What about domain errors then? In general I would tend to classify these as bugs, but there may be cases where it’s safer or more convenient to use result or option rather than raising exceptions. Some examples where I would prefer exceptions:

  • Division by zero. The code which passed the zero is most likely broken. If the argument is a float, this is easily seen by adding a noise to the divisor. If the program relies on catching division by zero, it will instead receive huge numbers which may invalidate the result.
  • More generally all floating and integer point functions which correspond to mathematical functions. E.g. there is a good practise in analysis to carefully specify domains, and if the code is correct it stays within those domains.
  • I think the practise of making sure to stay within the domain is preferable for pure functions as far as feasible (see below). A symptom of a result which should have been an exception is that the users can clearly see something is wrong and terminates the Error case with an assert false.

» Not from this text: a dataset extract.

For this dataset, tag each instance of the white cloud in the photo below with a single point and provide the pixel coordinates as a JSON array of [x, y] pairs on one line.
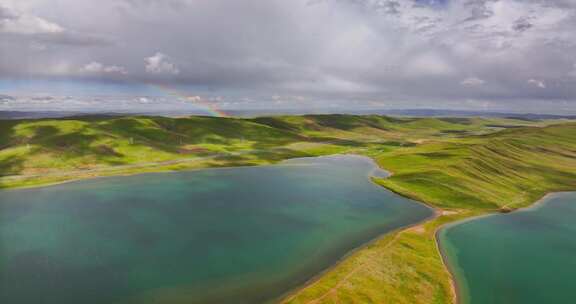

But what about the danger that the code fails with an uncaught exception? Well, isn’t there an even greater risk that the code just makes a wrong calculation on some parts of its domain? Note in contrast, that true runtime errors can occur no matter how correct the code is, so it makes a lot more sense to force the caller to deal with it.

Still, one reason to use result for domain errors may be that the structure of the part of the domain on which the function is defined is too complex for the caller to be expected to deal with. I typical example would be conversions and parsers. If inputs come from external sources, it should be checked, but the easiest way to check the input may be to actually try to parse it.

What about find then? This can be seen as another case of a complex domain, since there is a non-trivial dependency between the container and the search key (though of course one can use mem to do the check). But another resolution of this case, which I think is more elegant, is to not consider a negative lookup to be an error at all, but to rather expose the map as an explicitly partial function. That is, to let find return an option instead of a result. The justification for this view would be if uncaught Not_found exceptions tend to indicate that the code it fact needs a representation of a partial function.


#26

Which guarantees are you referring to?

In the following code (from earlier message), the type system does not tell you which function body might contain a bug because they all return Or_error.t instead of just the sensitive function divide:

let divide a b =
  if b = 0 then
    Error (Error.of_string "Division by zero")
  else
    Ok (a / b)

let f1 () =
  divide 0 0

let f2 () =
  f1 ()

#27

Maybe we need a slightly bigger example than division. A while ago I have explored a seemingly simple exercise in error handling:

Create a directory with a given set of permissions and ownership. And if it exists already, fix permissions and ownership when necessary or fail otherwise while giving a good reason.

The functions in the Unix module return exceptions but I found it easier to implement this using an error monad. In particular, I wanted to have sensible error messages. Maybe this can be also done with exceptions and I would be interested to read about it.

My writeup is here: Making a Directory in OCaml.


#28

Assume

  • you have a function f : a -> b
  • the code of f is “pure” (which I roughly take to mean it does not use exceptions, and all functions and operators it uses are also pure)

then the type system guarantees that f will either (i) terminate with a value of type b, or (ii) diverge.
If on the other hand f is “impure” (i.e., it uses exceptions) then there is a third possibility: (iii) f may throw an arbitrary exception.

You could imagine an even stronger notion of “purity” where the type system rules out case (ii) as well (and in fact such type systems are used in proof assistants like Coq and Isabelle). The stronger your notion of “purity”, the stronger the guarantees your type system can provide. Another popular notion of “purity” (for example in Haskell) is no state & no IO. Then the type system can rule out nondeterminism.


#29

Sorry, I see code bloat where you see purity.